2nd..which really infuriate me is tat some ppl jez shoot their bloody mouth off..without actually knowing anything?been asking around for the selling of cheesecakez..n it practically turn out to be beggin ppl to buy? I even when n ask mom n aunt collegue’s for it?(when to MAS today..n every1 shook their head when i state the price of the cakes…RM8!!!!!) wot do i get in the end? An unappreciated comment which "claims" tat i’ve done nothing?Shoudn’t tat comment be AIM for those who practically didn’t lift their f*cking fingerz?jez for the sake of selling ONE cake, i gotta fork out my money so tat i coULD SELL at least ONE?honestly..i find it ridiculuos!

Orite..forget bout it!!i could blow up if i continue talking!!i think i should jez channel my energy into something more useful…it reli isn’t worth my effort..folkz, i’m pissed…

Reflection

Sunday, September 4th, 2005

Today i feel slightly different…it feelz as if someone jez gave me the keys to unlock the doorz of adulthood. I’m prettty sure from this day onwards..i hav tiz heavy duty responsible i need to pikul…sigh!

Reflecting back on the 21 yearz i’ve live on tiz earth, i realised the things i’ve accomplish n the things i have not…and i truely relish the happy moments spent wif my loveD onez! Happy thougths seem to linger more than the unhappy onez…altho oCCASIONally i had nitemarez..:P…anyway..I’m grateful for the things that God has given me, a loving family, special friends and all the things that i’ve have…HE showed the meaning of family ties, friendsHipz and he even showed me the feeling of being in love..i’m extremely thankful for tat…to be honest, if i were to leave tiz earth rite nw..i think i’ve no regretz?

Basiaclly, 1/4th of my life has already pass…therefore, i’m anticipating the next chapter of my life, i hope things will turn out to be better…in all aspects of my life.. With this, i ask for YOUR blessingz…*AMEN*

Back to reality!

Thursday, September 1st, 2005

Today i open my bag n saw so many ASSIGNMENTZ on hand..some of which i’ve totally forgotten..mann, i’m seriousLY in deeeePP shit!totally haven started…n today is freakin thursday..another hour to fri…dead dead dead!

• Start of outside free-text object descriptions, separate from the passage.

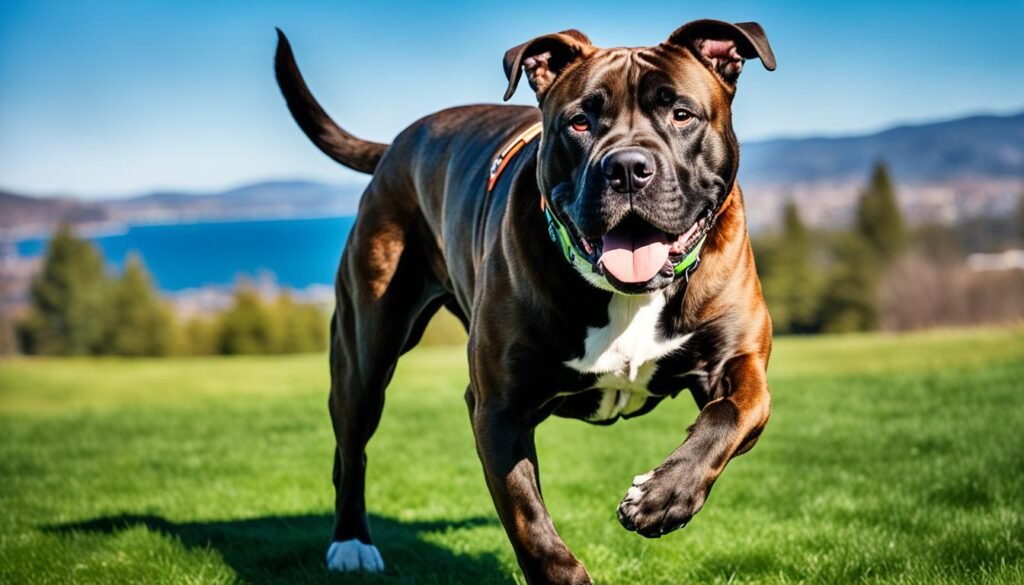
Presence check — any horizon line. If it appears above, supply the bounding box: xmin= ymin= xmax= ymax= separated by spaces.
xmin=4 ymin=103 xmax=1022 ymax=201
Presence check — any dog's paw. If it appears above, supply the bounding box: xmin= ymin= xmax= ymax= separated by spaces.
xmin=326 ymin=539 xmax=385 ymax=573
xmin=616 ymin=467 xmax=707 ymax=538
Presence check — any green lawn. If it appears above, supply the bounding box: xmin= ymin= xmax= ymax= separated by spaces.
xmin=1 ymin=327 xmax=1023 ymax=584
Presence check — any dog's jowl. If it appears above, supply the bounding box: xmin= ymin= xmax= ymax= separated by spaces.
xmin=276 ymin=18 xmax=775 ymax=584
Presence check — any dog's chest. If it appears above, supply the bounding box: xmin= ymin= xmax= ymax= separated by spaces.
xmin=565 ymin=294 xmax=691 ymax=420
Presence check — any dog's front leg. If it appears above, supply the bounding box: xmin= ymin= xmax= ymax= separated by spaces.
xmin=466 ymin=389 xmax=592 ymax=585
xmin=617 ymin=353 xmax=770 ymax=538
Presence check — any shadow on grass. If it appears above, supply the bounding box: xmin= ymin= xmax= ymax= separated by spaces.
xmin=45 ymin=513 xmax=510 ymax=585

Yesterday..went n watch Romasanta…gosh, it was the MOST boring "HORROR" movie i’ve ever saw!!!reli wasted my freakin bugz not to mention the air-conditionin which is totaLLY busted! n no wonder..the entire cineplex is ghOSTLY quiet!!

Saw a few ppl whoose face i’m acquainted wif..lol, like fiona sista?and err..eric yong..etc.etc!!…jez came back from supper..DAMM..the mee mamak from perwira is so PEDAS…i sweat a POOL mann..i think i’m not goin there anymo..cud get ulcer if eat those things to freaquent…yUCK!